Un exemple: les journées sanglantes de juin 1848 (NDLR: la répression de l’insurrection ouvrière provoquée par l’arrêt de l’expérience des Ateliers nationaux) ont fait apparaître un divorce entre le mouvement social et l’Etat dont il reste encore des traces aujourd’hui. Dans le chapitre sur le renoncement à l’égalité et au mérite, je rappelle aussi qu’entre 1814 et 1848, la France a vécu dans un régime censitaire. Seuls ceux qui avaient payé plus de 300 francs-or avaient le droit de voter. On comprend là pourquoi on a toujours en France un regard extrêmement critique sur les classes aisées ou dirigeantes et sur les personnes qui réussissent car cette blessure est restée au fond de nous.
La France a-t-elle appris du renoncement à la Communauté européenne de défense (CED) en 1954? Est-elle consciente aujourd’hui de l’intérêt d’une Europe de la défense face à la Russie?

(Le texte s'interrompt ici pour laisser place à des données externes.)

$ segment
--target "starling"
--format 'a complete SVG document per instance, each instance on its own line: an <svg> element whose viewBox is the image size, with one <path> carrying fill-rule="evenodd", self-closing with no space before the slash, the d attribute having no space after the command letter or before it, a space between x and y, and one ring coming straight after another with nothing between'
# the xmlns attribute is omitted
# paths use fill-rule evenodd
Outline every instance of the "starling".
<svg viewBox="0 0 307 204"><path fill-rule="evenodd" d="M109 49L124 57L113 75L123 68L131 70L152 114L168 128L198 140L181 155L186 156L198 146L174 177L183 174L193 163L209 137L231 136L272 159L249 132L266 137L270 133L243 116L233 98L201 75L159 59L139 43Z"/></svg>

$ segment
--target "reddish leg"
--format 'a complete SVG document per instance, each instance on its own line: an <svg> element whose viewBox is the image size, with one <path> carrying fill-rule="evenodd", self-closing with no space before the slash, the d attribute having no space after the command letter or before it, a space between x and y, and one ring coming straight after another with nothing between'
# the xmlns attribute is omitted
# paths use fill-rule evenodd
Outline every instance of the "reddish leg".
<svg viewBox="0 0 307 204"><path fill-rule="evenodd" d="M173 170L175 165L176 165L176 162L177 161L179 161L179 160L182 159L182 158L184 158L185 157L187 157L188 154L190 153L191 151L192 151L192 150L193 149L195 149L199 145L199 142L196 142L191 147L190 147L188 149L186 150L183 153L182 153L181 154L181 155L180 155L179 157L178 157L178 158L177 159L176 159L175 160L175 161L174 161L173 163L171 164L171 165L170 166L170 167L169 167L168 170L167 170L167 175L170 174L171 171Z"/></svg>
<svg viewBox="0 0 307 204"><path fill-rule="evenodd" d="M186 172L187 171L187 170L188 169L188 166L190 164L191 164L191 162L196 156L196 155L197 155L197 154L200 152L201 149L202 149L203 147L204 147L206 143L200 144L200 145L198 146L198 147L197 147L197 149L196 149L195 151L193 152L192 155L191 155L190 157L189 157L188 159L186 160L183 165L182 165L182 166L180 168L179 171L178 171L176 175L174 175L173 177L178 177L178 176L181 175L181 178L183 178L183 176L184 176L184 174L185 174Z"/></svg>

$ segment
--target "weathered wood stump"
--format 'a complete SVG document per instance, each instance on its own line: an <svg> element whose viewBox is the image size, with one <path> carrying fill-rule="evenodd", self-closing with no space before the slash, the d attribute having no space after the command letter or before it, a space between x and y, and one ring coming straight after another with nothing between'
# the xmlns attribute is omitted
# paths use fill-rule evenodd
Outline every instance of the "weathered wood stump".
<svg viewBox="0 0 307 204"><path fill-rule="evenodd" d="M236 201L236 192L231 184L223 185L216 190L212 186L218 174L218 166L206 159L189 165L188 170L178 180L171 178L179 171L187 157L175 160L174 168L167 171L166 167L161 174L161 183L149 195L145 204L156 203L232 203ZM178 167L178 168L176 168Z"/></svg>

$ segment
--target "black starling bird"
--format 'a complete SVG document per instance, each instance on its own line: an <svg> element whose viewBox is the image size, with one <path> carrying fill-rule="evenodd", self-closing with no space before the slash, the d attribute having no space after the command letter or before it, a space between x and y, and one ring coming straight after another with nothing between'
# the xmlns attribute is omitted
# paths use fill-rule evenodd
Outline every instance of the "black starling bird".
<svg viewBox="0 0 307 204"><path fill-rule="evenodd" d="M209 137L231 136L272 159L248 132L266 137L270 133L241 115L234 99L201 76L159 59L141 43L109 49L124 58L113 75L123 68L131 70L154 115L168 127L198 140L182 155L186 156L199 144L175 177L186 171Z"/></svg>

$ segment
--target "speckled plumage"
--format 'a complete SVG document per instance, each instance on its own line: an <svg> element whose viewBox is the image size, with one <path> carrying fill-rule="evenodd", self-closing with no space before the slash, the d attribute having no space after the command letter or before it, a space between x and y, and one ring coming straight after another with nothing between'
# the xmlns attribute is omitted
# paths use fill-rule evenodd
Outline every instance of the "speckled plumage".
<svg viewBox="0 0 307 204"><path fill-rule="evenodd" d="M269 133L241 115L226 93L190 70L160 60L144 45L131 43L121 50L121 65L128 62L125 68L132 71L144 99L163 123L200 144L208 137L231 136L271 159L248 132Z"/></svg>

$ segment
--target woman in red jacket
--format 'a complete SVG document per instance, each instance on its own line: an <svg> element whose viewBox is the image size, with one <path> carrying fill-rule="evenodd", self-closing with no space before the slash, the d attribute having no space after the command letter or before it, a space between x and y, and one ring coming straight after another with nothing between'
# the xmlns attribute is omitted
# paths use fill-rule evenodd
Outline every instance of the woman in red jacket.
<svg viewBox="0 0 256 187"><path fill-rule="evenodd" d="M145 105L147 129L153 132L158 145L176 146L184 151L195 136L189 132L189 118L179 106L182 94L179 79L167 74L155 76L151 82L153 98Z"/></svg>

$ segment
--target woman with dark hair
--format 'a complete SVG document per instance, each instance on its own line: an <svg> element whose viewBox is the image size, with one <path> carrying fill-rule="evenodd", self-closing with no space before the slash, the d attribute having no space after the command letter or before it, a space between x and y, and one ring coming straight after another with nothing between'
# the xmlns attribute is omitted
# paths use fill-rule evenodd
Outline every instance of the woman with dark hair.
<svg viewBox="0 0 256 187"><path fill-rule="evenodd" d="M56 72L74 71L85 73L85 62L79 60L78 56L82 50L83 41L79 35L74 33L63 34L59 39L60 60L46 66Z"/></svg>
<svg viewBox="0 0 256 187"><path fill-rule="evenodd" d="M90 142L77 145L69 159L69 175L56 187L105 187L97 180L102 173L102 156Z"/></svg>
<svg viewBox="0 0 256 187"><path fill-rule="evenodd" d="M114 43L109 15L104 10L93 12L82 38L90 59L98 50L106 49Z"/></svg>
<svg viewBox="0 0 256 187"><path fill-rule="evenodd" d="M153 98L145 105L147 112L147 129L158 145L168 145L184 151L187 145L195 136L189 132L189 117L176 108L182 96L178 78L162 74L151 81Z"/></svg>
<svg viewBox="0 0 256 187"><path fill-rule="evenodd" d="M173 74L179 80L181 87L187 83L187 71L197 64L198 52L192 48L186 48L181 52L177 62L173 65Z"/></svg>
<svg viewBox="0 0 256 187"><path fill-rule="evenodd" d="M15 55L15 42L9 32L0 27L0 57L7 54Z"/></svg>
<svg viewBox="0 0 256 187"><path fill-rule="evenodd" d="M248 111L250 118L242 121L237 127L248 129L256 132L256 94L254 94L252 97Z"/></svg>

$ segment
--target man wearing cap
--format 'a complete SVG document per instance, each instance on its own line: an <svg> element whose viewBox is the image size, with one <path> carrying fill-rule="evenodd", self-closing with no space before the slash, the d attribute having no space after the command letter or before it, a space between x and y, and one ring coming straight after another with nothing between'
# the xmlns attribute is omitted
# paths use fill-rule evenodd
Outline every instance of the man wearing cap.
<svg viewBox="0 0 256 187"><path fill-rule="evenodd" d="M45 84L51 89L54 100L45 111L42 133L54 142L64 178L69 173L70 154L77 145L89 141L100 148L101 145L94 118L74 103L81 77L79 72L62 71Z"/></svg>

Cela participe des ironies de l’histoire. Je ne sais pas si la France a appris de ce renoncement. Mais il est certain qu’elle est consciente aujourd’hui de l’importance d’une Europe de la défense, comme tout le monde. Une Europe beaucoup plus structurée en matière de défense et d’industrie de défense est absolument nécessaire. La France est aujourd’hui un pays moteur dans cette dynamique. Si elle avait accepté la CED en 1954, l’Europe aurait pris une orientation beaucoup plus politique. Pour se rattraper, on est parti sur une Europe plus mercantile à travers le marché commun et puis, le marché unique, ce qui a été un pis-aller pour construire une force européenne.

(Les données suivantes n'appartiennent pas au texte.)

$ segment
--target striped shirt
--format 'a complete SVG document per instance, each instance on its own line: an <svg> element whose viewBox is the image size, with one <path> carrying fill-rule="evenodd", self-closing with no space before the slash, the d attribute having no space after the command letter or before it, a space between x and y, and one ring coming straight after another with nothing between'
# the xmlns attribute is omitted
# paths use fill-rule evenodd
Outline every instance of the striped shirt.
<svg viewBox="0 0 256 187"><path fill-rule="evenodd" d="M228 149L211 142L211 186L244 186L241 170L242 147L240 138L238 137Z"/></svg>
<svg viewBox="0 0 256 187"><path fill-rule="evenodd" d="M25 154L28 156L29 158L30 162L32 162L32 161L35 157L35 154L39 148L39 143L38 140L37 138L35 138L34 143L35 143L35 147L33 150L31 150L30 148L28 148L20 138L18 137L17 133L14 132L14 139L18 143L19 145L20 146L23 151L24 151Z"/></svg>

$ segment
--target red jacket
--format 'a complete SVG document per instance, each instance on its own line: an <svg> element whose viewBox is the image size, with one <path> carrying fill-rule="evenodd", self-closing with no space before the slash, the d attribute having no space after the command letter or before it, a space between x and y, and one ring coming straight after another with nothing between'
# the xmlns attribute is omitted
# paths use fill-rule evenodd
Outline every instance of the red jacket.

Le «renoncement à l’âme» que vous identifiez dans la signature par la France et la Grande-Bretagne des accords de Munich en 1938 face à Hitler se répéterait-il aujourd’hui à travers l’attitude des Européens face à la Russie sur la guerre en Ukraine?
Je me garde bien de faire des parallèles historiques. J’essaie de retenir uniquement les atavismes et, quelque part, d’aller au fond de notre ADN historique. Aujourd’hui, l’Europe a tendance à renoncer pour essayer de préserver des acquis. Je suis de ceux qui estiment que l’Europe n’aurait jamais dû accepter le deal de Donald Trump sur les tarifs douaniers. Le prix politique que l’on paie pour un renoncement est toujours sans aucune mesure avec le bénéfice temporel qu’on espère avoir gagné. Sur les tarifs douaniers, le bénéfice temporel était l’assurance de plus de stabilité. Mais la stabilité n’est pas là. Il ne faut jamais renoncer.
(1) Les Dix renoncements qui ont fait la France, par Thierry Breton, Plon, 432 p.


Bio express
1955
Naissance, à Paris.
1997-2002
PDG de Thomson.
2002-2005
PDG de France Telecom.
2005-2007
Ministre français de l’Economie, des Finances et de l’Industrie.
2009-2019
PDG d’Atos.
2019-2024
Commissaire européen au Marché intérieur.